Comfort is an attribute of successful public places which include environmental factors, physical comfort and social and psychological comfort (Carr et al.,1992;Carmona et al., 2003). Comfort can generate good and positive image perceived by the users (Lynch, 1960). General cleanliness of the place and its maintenance encourage longer place engagement and the feeling of safety and security. The presence of people in public open spaces can promote a sense of safety, therefore reducing fear (Gehl, 1987). Other psychological senses such as threat, fear and danger of crimes, accident and vandalism influence users' perception of urban image and identity. Clear demarcation between public and private space (territorial demarcation), natural (informal) surveillance enhanced by diversity of activities and functions (Jacob, 1984). If a street is not safe, the negative image may hinder continuous continued attachment with the place therefore, lessen its vitality.

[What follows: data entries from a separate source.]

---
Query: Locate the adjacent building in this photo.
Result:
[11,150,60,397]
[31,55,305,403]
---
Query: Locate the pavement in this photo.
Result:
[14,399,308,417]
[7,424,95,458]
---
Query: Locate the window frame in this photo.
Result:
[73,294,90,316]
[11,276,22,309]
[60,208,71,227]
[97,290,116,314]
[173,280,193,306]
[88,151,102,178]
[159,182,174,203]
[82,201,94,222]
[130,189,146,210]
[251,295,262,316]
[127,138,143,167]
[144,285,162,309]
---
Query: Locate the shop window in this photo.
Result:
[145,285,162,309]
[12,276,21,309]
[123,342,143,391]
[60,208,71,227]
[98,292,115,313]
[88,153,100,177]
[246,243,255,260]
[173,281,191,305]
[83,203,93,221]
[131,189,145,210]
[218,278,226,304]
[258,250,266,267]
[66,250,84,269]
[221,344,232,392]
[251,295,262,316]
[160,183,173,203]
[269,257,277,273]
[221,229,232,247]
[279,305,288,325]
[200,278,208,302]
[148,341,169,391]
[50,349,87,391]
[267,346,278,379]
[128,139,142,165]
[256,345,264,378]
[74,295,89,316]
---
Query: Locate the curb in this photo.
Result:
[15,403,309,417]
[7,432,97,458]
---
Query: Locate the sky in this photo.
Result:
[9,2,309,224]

Table 1. Attributes and Elements of Place Relevant to the Study

COMPONENT ATTRIBUTES ELEMENTS

Accessibility Location

PHYSICAL Access

ELEMENT Layout

Legibility Signage Greenery/trees View Landscape features Building and facade Landmark/Nodes Shopping complexes

Liveliness Street activity People watching Entertainment Products/services Food and eating spots Day and night activities Mixture of people Price

Banking and communication centres Street vendors

Legibility Image

IMAGE Popularity

Distinctiveness Public open spaces Distinction Uniqueness Traditional

Comfort Resting space Convenience Facilities Environmental quality Maintenance

Safety/Security Surveillance Pedestrian

Vitality

ACTIVITY

Diversity/ Choice

Transaction

2.4. The influence of user's roles and culture on attachment

Users are the key components of urban places. One of the factors that influence place attachment is the degree of engagement of the users. While many studies do not identify the users based on their functional roles, this study examines variation of place attachment according to the users' roles in the areas. The meaning of a role is the degree to which something or somebody is involved in an activity and the effects that they have on it. The study refers to users who frequently engage and rely on the places socially or economically.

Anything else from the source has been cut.